Lebih lanjut, Irto menjelaskan pihaknya telah melakukan langkah-langkah untuk proses penagihan piutang tersebut namun tidak pernah terbayar. Alhasil, pada 2016, AKT mengajukan penundaan pembayaran utang.
"PT AKT mengajukan penundaan kewajiban pembayaran utang (PKPU) dan diputuskan homologasi pada April 2016. AKT sepakat membayar utang ke PPN mulai 2019. Namun sampai saat ini tidak pernah dibayarkan," jelasnya.
Bahkan, pihaknya juga telah melakukan berbagai upaya penagihan hingga terakhir pada Mei 2022. Namun hingga saat ini perkara tersebut belum terselesaikan.
"PPN telah melakukan penagihan realisasi pembayaran utang berkali-kali, bahkan terakhir di Mei dan Juni 2022," ungkap Irto.
"Pada dasarnya PPN patuh pada seluruh keputusan hukum dan sedang terus melakukan upaya untuk mendapatkan pembayaran dari AKT," tambahnya.
kronologis singkat perkara itu pernah dirilis Kepala Divisi Humas (Kadivhumas) Polri Irjen Dedi Prasetyo pada Senin (22/8) silam.
Saat itu, Dedi menjelaskan pada periode 2009-2012 PT PPN melakukan perjanjian jual BBM non-tunai dengan PT AKT, yang ditandatangani oleh Direktur Pemasaran PT PPN dan Direktur PT AKT.
Pelaksanaan kontrak tersebut ialah pada 2009-2010, terjadi transaksi jual beli BBM dengan volume 1.500 kiloliter (Kl) per bulan; kemudian pada 2010-2011 PT PPN menambah volume pengiriman menjadi 6.000 Kl per bulan (Addendum I).

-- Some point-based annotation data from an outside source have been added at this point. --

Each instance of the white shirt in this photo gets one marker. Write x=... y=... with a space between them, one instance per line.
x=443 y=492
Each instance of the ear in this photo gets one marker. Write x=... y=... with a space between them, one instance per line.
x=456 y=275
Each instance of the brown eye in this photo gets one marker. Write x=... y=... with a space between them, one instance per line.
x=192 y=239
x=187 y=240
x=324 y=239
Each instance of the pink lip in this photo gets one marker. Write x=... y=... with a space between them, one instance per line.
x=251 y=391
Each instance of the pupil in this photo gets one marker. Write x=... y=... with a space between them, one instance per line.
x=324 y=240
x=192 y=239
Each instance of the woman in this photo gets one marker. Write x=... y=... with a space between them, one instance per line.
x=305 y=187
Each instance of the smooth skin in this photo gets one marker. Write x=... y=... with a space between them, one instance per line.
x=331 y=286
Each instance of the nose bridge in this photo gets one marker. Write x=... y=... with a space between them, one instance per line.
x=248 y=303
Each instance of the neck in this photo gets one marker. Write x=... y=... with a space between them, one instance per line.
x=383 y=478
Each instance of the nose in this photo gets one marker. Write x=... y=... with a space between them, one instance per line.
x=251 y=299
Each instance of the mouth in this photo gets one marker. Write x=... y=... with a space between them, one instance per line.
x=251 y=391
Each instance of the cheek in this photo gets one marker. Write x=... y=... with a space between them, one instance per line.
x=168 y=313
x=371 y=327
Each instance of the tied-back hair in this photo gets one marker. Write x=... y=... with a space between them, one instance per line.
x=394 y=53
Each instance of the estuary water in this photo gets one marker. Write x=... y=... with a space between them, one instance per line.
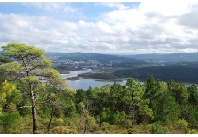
x=86 y=83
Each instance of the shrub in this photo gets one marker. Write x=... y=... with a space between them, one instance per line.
x=11 y=122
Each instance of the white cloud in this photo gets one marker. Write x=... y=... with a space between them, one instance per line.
x=159 y=27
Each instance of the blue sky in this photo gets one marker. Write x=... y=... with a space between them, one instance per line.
x=102 y=27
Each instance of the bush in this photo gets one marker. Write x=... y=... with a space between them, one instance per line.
x=11 y=122
x=156 y=128
x=63 y=130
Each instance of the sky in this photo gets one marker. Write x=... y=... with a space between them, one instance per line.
x=141 y=27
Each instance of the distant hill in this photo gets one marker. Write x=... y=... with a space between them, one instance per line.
x=103 y=58
x=172 y=57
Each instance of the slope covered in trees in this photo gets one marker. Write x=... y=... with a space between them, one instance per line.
x=34 y=99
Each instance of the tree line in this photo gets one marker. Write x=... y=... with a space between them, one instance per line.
x=34 y=99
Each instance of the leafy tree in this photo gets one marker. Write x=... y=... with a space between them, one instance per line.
x=193 y=95
x=11 y=122
x=28 y=60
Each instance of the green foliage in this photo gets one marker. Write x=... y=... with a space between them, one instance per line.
x=11 y=122
x=157 y=128
x=6 y=90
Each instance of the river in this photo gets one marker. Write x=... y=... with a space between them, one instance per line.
x=86 y=83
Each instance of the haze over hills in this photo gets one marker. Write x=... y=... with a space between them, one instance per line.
x=171 y=57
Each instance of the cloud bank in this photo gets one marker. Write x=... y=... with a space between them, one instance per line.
x=149 y=27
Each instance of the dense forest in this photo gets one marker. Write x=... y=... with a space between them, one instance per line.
x=178 y=72
x=34 y=99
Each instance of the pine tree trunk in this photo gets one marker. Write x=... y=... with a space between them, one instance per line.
x=34 y=114
x=50 y=123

Selanjutnya, pada 2011-2012 PT PPN menaikkan volume menjadi 7.500 Kl per pemesanan (Addendum II).
Pada proses pelaksanaan perjanjian PT PPN dalam tahap pengeluaran BBM, Direktur Pemasaran PT PPN melanggar batas kewenangan atau otorisasi untuk penandatangan kontrak jual beli BBM yang nilainya di atas Rp50 miliar berdasarkan Surat Keputusan Direktur Utama PT Patra Niaga Nomor: 056/PN000.201/KPTS/2008 tanggal 11 Agustus 2008 tentang Pelimpahan Wewenang, Tanggung Jawab, Dan Otorisasi.
Kemudian, PT AKT tidak melakukan pembayaran sejak tanggal 14 Januari 2011 sampai 31 Juli 2012 dengan jumlah sebesar Rp19,7 miliar dan 4,73 juta dolar AS atau senilai Rp451,66 miliar.
"Tidak adanya jaminan berupa bank garansi atau SKBDN dalam proses penjualan BBM non-tunai, sehingga PT PPN mengalami kerugian pada saat PT AKT tidak melakukan pembayaran terhadap BBM yang telah diterimanya sejak tahun 2009 sampai dengan 2012," jelas Dedi.